As Glendale officials prepare to send in their fourth round of funding requests as part of the wind-down of local redevelopment, this time they’re asking for $700,000 to reimburse the city for some of roughly $66 million in loans the city has made since Glendale first started its redevelopment activities decades ago.

City officials requested money to refund the loans when they last asked for their allowance from the California Department of Finance, but they were denied because they hadn’t jumped through certain hoops.

Before reimbursing the loans — some of which the state Department of Finance at one point wasn’t going to honor — officials in Sacramento must review multiple audits of the city’s finances for their stamp of approval.

“We didn’t have that magic ticket,” Elena Bolboian, senior administrative analyst, said at a City Hall meeting this week.

However, by the time the fourth round of funding — which covers July through December — comes into effect, the city expects to get that “magic ticket” and the money to reduce at least some of the outstanding balance over time.

When Glendale first created its redevelopment agency, the city put in millions of dollars to kick-start public improvements, which would later be covered by incrementally higher property tax benefits. Several loans had been refunded with up to $6 million annual payments until state lawmakers ended redevelopment last year to help close a yawning state budget deficit.

Since then, Glendale has been getting money to pay off obligations — such as employee benefits, consultant fees and project costs, including subsidies to the Alex Theatre — in six-month increments.

City officials, though, have complained that they have to beg for money that had historically been theirs and often get less than expected. They also have had to use cash on hand to close the gaps.

Although the city may soon be getting some reprieve when it comes to the inter-agency loan, City Manager Scott Ochoa said it’s not enough.

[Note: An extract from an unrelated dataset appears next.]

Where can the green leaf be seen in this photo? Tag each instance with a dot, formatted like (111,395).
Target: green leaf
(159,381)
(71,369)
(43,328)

“We’re getting cents on the dollar for what was owed to this community from the investment that was made early on,” he said.

If the latest funding request is approved as is, the city could get $19 million, including the $700,000 loan payment and $12 million to cover debt service on 2010 bonds that had been frozen by redevelopment’s end.

Also, the city may finally be able to use $17 million that came from those bonds to begin Central Avenue street improvements, Central Library enhancements and other infrastructure projects.